Whether these guidelines, released August 21, 2019, are ultimately better for shareholders depends on which side of the vote you come down on. The SEC’s commissioners were split, voting 3-2 to issue the guidance.
The commissioners in favor tout the new rules as adding transparency to proxy voting advice, such as disclosing conflicts of interest, or disclosing providers of any third-party research used in a recommendation. Proxy voting advisers also will now be subject to an existing SEC rule governing the issuance of “false or misleading” statements.
For some time, the SEC has been considering various changes and guidance regarding proxy voting. In 2010, the Staff published a concept release and public comment regarding proxy advisory firms and their role. Additionally, the SEC hosted a round table to discuss the proxy process with industry leaders to gain their insight.

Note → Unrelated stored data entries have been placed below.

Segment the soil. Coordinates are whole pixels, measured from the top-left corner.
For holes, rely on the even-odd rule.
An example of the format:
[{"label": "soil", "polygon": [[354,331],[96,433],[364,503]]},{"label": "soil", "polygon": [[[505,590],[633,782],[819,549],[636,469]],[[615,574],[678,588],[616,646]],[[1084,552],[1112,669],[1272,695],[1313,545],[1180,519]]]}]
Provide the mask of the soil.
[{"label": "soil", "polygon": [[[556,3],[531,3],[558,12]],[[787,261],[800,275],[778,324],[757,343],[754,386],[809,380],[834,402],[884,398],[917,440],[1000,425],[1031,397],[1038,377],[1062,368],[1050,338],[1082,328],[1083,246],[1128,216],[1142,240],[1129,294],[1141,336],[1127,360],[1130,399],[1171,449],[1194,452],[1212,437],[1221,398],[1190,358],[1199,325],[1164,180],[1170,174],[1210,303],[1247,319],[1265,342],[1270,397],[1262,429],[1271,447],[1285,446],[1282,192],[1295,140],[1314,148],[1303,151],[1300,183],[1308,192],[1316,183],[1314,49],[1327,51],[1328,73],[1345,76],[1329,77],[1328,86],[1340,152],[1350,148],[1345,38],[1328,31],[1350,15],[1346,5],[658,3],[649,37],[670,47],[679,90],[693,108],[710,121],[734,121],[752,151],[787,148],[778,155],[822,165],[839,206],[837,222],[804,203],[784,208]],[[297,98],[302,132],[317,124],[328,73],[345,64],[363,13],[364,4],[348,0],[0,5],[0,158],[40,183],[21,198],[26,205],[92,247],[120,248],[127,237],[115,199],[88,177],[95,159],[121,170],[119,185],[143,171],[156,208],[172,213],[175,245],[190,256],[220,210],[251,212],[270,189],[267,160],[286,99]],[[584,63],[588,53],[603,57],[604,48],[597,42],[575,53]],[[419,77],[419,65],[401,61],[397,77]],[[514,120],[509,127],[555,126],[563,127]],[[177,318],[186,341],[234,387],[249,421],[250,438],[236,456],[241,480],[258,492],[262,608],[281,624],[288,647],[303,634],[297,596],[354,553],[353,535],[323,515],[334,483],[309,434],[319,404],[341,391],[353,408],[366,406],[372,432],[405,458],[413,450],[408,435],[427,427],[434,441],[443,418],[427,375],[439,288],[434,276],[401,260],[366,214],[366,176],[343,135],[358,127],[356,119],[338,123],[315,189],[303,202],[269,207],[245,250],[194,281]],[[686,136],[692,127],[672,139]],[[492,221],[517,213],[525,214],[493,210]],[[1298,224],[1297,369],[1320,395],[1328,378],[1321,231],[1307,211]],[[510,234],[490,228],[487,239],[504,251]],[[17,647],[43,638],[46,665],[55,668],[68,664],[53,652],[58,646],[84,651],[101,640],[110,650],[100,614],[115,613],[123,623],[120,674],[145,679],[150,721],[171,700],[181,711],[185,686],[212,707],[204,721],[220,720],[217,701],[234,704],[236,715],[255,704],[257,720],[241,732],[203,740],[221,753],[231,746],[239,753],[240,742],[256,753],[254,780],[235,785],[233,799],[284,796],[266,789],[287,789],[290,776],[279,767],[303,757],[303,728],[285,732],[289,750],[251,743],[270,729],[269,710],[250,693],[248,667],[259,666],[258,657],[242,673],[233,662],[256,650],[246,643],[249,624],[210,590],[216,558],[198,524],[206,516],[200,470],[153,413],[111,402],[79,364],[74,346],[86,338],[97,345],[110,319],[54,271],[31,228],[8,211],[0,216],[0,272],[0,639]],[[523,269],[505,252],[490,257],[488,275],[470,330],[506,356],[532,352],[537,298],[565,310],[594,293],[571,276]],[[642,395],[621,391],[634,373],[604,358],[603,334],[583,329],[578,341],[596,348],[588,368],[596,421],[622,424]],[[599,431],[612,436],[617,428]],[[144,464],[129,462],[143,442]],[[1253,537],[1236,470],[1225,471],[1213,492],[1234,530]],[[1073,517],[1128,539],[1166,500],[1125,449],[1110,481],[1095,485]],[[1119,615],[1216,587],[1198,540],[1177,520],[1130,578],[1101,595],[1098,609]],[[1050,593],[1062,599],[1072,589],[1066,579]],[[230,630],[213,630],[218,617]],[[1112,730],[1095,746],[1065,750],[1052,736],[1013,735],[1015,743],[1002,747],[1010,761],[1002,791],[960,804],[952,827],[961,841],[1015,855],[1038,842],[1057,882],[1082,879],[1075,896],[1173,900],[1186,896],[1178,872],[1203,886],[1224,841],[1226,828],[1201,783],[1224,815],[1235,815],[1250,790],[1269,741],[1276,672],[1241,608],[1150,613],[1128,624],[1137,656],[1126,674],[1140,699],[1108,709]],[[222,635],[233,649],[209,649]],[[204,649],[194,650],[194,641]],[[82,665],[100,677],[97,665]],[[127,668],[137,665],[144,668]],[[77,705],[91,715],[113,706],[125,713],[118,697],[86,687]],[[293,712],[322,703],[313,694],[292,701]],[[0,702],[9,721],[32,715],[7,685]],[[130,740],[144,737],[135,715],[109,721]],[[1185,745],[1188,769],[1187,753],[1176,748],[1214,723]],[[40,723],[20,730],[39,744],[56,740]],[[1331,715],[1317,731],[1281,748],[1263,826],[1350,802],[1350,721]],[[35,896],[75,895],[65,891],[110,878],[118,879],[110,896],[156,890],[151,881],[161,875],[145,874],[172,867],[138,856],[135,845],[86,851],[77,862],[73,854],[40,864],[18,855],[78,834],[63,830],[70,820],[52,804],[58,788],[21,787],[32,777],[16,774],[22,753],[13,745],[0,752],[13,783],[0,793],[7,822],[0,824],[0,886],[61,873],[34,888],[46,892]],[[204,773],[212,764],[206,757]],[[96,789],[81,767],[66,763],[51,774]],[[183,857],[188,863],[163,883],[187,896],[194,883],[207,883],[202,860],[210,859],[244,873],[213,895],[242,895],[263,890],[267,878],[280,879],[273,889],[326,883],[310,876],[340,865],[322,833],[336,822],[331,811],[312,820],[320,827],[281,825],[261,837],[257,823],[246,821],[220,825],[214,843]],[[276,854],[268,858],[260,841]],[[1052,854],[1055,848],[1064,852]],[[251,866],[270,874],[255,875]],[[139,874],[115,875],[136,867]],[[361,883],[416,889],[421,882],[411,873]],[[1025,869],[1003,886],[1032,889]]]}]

Finally, earlier this year, Chairman Clayton stated that “the current system is in need of a major overhaul.” It appears this overhaul has arrived.

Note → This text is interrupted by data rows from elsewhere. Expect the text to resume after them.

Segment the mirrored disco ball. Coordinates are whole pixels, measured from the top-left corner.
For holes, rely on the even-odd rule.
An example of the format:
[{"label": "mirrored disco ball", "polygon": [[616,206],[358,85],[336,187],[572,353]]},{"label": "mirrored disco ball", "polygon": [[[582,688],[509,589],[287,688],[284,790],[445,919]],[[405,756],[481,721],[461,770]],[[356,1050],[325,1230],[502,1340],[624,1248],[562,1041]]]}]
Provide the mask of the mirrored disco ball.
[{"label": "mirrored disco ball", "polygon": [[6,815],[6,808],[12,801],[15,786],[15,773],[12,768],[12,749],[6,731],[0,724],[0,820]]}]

Fiduciary Obligation in Proxy Voting
Rule 206(4)-6 of the Advisers Act of 1940, as amended (the Advisers Act) requires registered investment advisers to adopt policies and procedures reasonably designed to vote clients securities in their best interest. As a result, one of the key points of this new guidance elaborates on exactly how advisers are making the determination to vote a proxy.
Often times, advisers will seek information regarding proxies from a third party, such as ISS or Glass Lewis – the two most prominent in the U.S. proxy advisory market. The new guidance emphasizes that this information is considered a “solicitation” under Rule 14a-1 of the Securities Exchange Act of 1934 and, according to the SEC, constitutes information “designed to influence client’s voting decisions.” When using this information, it is the adviser responsibility and obligation to verify that what they received is not false or misleading in any way that may cause them to vote a proxy. Accordingly, advisers cannot blindly rely on the guidance provided by third-party proxy advisory firms and must develop proper oversight measures to satisfy their regulatory obligations.
Third-Party Proxy Services for Proxy Voting
As a general matter, it has become more and more common for an adviser to engage a proxy voting service to either manage the proxies received or vote proxies themselves. The guidance provides that by designating this authority to a third party, the adviser does not alleviate itself from its fiduciary duty or potential conflicts. Additional due diligence and ongoing review should be instituted to: (i) verify that the firm is reputable and appropriate; and (ii) ensure that information provided by the firms is accurate; and (iii) any votes that are made by the proxy voting firm are in line with the adviser’s policies and procedures.
Items to Consider With the New Guidance
As a general matter, proxy voting policies should be reviewed to see how the policy as written conforms to practice (or vice versa). If the policy is very broad, it may be best to establish client-by-client proxy voting instructions, and ensure that the policy comports with the applicable offering documents, Form ADV and/or investment management agreement. These policies and procedures should be reviewed at least annually.
If engaging a third-party proxy firm, extra due diligence should be conducted to ensure that the firm is reputable. Additionally, when seeking recommendations on proxies from these services, adviser should undergo some sort of verification or independent analysis of the proxy, specifically with matters regarding corporate actions. If there has been an issue with a proxy voting firm, there should be some sort of review to first uncover the discrepancy and second remedial action taken and how to prevent from a similar discrepancy. Finally, disclosure should be provided to clients regarding the engagement of a proxy firm and the authority given to them. This can generally be addressed in the Form ADV Part 2A (Item 17) and a fund’s offering documents.